Garagem Ford anos 1990: o Ka 1.0 98 e o Hobby 94 que voltou para casa depois de 20 anos!


Texto | Júlio Max, com informações de Eduardo Zaisov
Fotos | Eduardo Zaisov e Divulgação/Ford

Ter na garagem um carro com muitas histórias vividas já é motivo de orgulho o suficiente para qualquer entusiasta de automóveis. Dois carros cheios de memórias na mesma garagem, então, é ainda mais satisfatório. Imagine então se um destes tivesse sido o automóvel em que você aprendeu a dirigir e, vinte anos depois, fosse possível reencontra-lo e tê-lo em casa novamente?
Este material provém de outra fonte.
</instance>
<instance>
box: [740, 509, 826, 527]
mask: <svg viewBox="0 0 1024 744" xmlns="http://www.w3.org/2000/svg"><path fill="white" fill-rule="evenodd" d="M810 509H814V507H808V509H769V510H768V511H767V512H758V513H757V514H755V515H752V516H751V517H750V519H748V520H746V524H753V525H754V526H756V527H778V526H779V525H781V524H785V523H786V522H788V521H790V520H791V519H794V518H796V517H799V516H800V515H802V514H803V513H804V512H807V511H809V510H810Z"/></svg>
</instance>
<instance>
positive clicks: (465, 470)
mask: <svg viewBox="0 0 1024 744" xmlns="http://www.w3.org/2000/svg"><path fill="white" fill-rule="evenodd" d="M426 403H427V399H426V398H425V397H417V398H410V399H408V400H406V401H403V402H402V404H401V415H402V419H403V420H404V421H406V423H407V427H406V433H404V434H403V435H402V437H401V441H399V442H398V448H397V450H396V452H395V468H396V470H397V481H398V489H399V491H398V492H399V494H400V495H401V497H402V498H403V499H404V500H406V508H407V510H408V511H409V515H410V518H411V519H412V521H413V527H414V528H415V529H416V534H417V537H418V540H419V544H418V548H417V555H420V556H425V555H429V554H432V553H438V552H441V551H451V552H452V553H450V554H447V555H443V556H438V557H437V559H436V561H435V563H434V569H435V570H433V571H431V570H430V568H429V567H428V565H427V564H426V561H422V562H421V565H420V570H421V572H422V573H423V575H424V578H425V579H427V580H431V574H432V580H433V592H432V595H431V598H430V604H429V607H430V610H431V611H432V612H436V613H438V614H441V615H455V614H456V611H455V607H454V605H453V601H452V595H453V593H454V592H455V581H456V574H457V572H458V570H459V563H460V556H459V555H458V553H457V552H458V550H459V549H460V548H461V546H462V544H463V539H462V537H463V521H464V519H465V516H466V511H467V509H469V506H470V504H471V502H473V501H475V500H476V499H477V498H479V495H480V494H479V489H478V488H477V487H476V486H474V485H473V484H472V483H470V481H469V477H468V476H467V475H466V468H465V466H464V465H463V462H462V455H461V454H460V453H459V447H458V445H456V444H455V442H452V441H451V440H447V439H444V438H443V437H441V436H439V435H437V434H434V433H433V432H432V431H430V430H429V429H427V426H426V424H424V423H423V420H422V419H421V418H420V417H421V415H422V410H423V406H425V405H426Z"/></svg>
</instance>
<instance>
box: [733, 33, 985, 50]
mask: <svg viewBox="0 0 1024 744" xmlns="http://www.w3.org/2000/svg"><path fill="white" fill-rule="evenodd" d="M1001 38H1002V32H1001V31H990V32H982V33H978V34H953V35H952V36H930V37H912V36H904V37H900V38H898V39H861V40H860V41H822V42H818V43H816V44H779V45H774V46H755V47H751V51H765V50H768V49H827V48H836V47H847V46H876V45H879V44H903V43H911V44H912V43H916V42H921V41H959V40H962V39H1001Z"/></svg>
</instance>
Pois é exatamente essa a história vivida por Eduardo Zaisov, que pode ser conferida no perfil do Instagram @garagemzaisov.

Primeiramente, vamos aos carros: são dois compactos populares da Ford da década de 1990 - um Escort Hobby 1.0 1994/94 e um Ka 1.0 Endura 1998. Ambos já possuem o status de neocolecionáveis (termo usado para descrever veículos ainda sem idade para ter "placa preta", mas que estão ficando cada vez mais raros, e, por isso, o valor de um exemplar conservado e original tende a subir).

O Escort Hobby tem uma enorme importância para Zaisov. Apesar de sua pouca idade na época, ele lembra de quando o carro foi comprado semi-novo em 1995, substituindo um Escort Ghia a álcool. E neste mesmo exemplar ele aprendeu a dirigir no ano de 1999, ainda menino. No ano de 2001, o Escort acabou sendo entregue na troca de um Gol Plus 16v zero-quilômetro. Mesmo assim, a saudade do Hobby ainda falava alto. Até que, em suas andanças pelo Sul do País, Eduardo encontrou o mesmíssimo exemplar que tinha sido de sua família há exatamente vinte anos. Readquiriu o carro de bate-pronto, sem pensar duas vezes.

Desde março de 2021, o Hobby 94 faz companhia a um Ka 1.0 98, que é familiar para o público do Auto REALIDADE. É a mesma unidade que contracenou com outro Ka (ano 2021) em uma sessão de fotos e foi tema de uma matéria que publicamos pouquíssimos dias antes de recebermos a notícia de que a Ford estava encerrando suas atividades produtivas no Brasil.

Antes de entrevistar Eduardo Zaisov para saber mais sobre a história de seus compactos da Ford, vamos relembrar a trajetória de ambos os modelos.

No ano de 1990, o mercado brasileiro começava a viver uma reavivamento do segmento de carros populares, com menos equipamentos, acabamento simplificado e motores menos vigorosos e mais econômicos. No governo Collor, surgiu um incentivo tributário para modelos com motor até 1000 cm³, cilindrada que era pouco usual no País até então. A única marca que conseguiu lançar um popular 1.0 de bate-pronto foi a Fiat, com seu Uno Mille, que passou a ser bastante requisitado por quem gostaria de ter um carro zerinho sem pagar tanto. A reação das demais montadoras foi tardia, mas eventualmente se concretizou. A Chevrolet lançou o Chevette Júnior, enquanto a Volkswagen apresentou o Gol 1000. E a Ford disponibilizou no mercado o Hobby, versão mais simples do Escort.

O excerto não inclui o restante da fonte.